Dünya üzerinde yıllar süren araştırmalar sonucu ilk televizyon bulunmuş ve kısa süre sonra tüm dünyada bir vazgeçilmez haline gelmişti.

Dünya üzerinde yıllar süren araştırmalar sonucu ilk televizyon bulunmuş ve kısa süre sonra tüm dünyada bir vazgeçilmez haline gelmişti. Hatta bazıları televizyon için; “Kimse bu kutunun karşısında saatlerce oturmaz.” Cümlesini kurmuş ve yanılmıştı. Televizyon aslında bir mesleğin örgütleşecek düzeye gelmesini sağlamıştı. Basın ve medya bir örümcek ağı gibi dünyada her gün, her an, her sokakta, her konuşmada bir ilginç bir şeyler ararlar ve derler toplar insanlara sunarlar. Bir yandan çok güzel bir şey bizim ve insanlık adına.

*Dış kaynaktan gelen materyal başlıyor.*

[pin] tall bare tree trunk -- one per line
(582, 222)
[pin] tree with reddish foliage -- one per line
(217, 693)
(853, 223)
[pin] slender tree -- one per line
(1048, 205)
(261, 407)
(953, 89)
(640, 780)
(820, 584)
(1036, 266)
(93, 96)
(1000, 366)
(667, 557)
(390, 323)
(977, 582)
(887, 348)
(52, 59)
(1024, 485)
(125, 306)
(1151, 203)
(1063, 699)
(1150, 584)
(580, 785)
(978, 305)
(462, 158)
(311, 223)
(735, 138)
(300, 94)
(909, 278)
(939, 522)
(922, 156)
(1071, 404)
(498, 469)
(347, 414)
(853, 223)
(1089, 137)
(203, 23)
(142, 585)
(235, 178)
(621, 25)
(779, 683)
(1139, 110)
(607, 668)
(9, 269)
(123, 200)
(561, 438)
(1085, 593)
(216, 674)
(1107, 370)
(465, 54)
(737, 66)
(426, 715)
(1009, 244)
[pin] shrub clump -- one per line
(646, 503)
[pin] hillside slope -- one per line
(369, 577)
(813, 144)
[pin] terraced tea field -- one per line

Basın medya öyle bir hale geldi ki, dünya basın ve medyanın eline geçti. Herkes internet, gazete ve televizyon aracılığı ile gördüğü her şeye inanır veya kendi seçtiği bir grubun haberlerine inanır gerisine hiç bakmaz hale geldi. Basın-medya artık dünyada istediği her şeyi yapabilecek hale geldi bence. Bir hafta boyunca beş kanal o ülkenin liderine karşı istediği atıp tutsun bir haftanın sonunda o lider ya diktatörce kanalları kapattırıp bunları yapanları asar yada o ülkeyi terk edecek hale gelir. Başka bir durum ise, o ülkede yapılan her kötülük insanlara iyi gibi gösterilebilir veya hiç gösterilmez. Çünkü fısıltı gazetesi artık bitti. Çağımızın gereği televizyon ve internet bizi dünyaya bağlıyor.

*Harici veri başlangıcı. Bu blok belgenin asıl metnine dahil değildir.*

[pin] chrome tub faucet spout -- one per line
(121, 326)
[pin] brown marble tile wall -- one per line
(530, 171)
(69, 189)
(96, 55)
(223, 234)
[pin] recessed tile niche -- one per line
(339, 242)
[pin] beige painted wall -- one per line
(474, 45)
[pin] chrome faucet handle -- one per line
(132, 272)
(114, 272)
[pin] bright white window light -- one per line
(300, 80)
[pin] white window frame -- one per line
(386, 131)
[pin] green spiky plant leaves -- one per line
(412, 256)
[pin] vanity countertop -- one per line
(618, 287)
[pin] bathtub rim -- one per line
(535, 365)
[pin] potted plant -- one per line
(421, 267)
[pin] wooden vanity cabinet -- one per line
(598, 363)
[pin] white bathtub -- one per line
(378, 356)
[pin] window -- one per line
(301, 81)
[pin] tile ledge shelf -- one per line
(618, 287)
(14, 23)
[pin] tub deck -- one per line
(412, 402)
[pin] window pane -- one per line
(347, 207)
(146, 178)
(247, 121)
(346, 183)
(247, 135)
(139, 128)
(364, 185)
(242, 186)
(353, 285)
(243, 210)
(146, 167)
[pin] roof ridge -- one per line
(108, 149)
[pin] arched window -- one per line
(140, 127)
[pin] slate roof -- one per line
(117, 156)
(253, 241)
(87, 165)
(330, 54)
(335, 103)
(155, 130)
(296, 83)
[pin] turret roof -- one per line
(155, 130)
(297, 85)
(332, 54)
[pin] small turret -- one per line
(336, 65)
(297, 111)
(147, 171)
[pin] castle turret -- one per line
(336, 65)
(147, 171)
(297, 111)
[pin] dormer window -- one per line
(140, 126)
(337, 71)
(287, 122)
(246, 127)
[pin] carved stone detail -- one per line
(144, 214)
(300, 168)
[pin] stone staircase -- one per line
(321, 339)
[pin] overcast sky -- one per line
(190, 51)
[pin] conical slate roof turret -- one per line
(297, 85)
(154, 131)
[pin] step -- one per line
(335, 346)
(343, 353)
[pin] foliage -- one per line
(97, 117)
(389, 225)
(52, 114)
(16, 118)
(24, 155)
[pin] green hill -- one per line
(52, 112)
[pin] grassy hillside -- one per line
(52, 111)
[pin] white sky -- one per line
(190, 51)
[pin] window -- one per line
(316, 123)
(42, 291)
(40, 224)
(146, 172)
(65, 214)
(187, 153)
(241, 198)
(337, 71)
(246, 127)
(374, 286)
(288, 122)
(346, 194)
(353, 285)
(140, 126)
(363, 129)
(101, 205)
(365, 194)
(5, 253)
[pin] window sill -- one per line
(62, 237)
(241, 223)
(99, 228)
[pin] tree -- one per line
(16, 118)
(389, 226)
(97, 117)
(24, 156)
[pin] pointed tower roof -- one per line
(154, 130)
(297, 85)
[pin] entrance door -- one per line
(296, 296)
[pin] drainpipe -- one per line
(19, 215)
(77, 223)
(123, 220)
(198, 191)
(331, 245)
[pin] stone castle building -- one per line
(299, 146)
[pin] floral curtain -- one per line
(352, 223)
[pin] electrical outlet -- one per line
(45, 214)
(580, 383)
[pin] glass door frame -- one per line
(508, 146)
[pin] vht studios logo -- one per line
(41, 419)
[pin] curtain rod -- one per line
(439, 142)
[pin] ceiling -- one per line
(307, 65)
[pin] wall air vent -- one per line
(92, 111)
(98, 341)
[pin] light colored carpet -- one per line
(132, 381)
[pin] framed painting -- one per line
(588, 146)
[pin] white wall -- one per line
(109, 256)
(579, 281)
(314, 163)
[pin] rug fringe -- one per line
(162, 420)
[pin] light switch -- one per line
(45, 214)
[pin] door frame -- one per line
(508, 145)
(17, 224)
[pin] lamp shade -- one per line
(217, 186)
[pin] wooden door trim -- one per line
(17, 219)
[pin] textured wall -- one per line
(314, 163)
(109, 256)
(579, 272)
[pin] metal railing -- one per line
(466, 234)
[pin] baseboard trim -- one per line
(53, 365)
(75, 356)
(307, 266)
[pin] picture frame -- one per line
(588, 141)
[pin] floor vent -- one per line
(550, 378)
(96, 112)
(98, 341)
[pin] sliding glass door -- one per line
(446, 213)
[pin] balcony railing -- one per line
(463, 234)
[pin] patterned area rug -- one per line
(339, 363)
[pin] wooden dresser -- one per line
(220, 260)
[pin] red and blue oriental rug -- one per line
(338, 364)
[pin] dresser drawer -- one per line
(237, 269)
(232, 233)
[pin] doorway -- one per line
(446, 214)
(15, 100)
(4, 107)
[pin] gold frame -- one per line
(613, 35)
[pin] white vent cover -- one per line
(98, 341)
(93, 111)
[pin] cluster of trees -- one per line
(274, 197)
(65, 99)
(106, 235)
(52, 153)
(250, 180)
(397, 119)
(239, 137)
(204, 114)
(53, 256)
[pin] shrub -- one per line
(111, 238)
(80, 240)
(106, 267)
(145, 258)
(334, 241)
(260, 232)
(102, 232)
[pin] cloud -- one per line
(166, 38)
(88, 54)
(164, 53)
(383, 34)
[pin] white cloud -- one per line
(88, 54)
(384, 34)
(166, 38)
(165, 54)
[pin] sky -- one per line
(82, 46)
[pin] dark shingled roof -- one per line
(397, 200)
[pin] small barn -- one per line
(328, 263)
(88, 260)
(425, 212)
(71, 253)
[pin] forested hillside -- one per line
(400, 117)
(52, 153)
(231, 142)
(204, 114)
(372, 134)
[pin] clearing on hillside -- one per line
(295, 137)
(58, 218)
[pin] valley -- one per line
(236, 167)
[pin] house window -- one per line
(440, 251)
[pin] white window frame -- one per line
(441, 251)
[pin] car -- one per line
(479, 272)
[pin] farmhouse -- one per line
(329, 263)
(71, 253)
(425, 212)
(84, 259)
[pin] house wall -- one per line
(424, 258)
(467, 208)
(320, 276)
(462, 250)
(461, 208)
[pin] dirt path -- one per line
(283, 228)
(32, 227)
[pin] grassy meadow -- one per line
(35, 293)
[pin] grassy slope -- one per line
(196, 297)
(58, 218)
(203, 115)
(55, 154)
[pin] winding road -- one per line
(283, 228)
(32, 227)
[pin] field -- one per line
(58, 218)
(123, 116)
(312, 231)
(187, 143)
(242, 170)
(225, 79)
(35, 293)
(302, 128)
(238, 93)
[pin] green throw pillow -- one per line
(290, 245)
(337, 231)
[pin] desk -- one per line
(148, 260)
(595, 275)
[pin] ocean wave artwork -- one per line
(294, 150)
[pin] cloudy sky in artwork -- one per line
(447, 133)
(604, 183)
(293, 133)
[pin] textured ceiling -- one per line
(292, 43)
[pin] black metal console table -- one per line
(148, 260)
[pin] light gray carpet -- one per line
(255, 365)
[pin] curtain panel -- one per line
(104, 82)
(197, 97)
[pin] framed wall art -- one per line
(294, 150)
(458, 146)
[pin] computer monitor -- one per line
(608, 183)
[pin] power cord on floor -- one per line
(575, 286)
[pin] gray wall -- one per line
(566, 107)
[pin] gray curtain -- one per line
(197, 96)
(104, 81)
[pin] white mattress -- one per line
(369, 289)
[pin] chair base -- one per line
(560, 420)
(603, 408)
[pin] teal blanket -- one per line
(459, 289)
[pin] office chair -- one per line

Örümce ağı benzetmesini kullandığım basın medya kısmını bir istihbarat teşkilatına da benzetiyorum. Çünkü her sokakta ve her cepte bir kamera ve bu kameralar hep bir şeyler yakalıyor. Sonra habercilerin eline o görüntüler öyle yada böyle geçiyor. Bazen o haberlere bir istihbarat birimi bile yetişemeyebilir. Bu kadar güçlü bir yapı doğal bir şekilde oluştu ve bu birimi biz büyüttük. Fakat artık basın medya ne isterse o olur.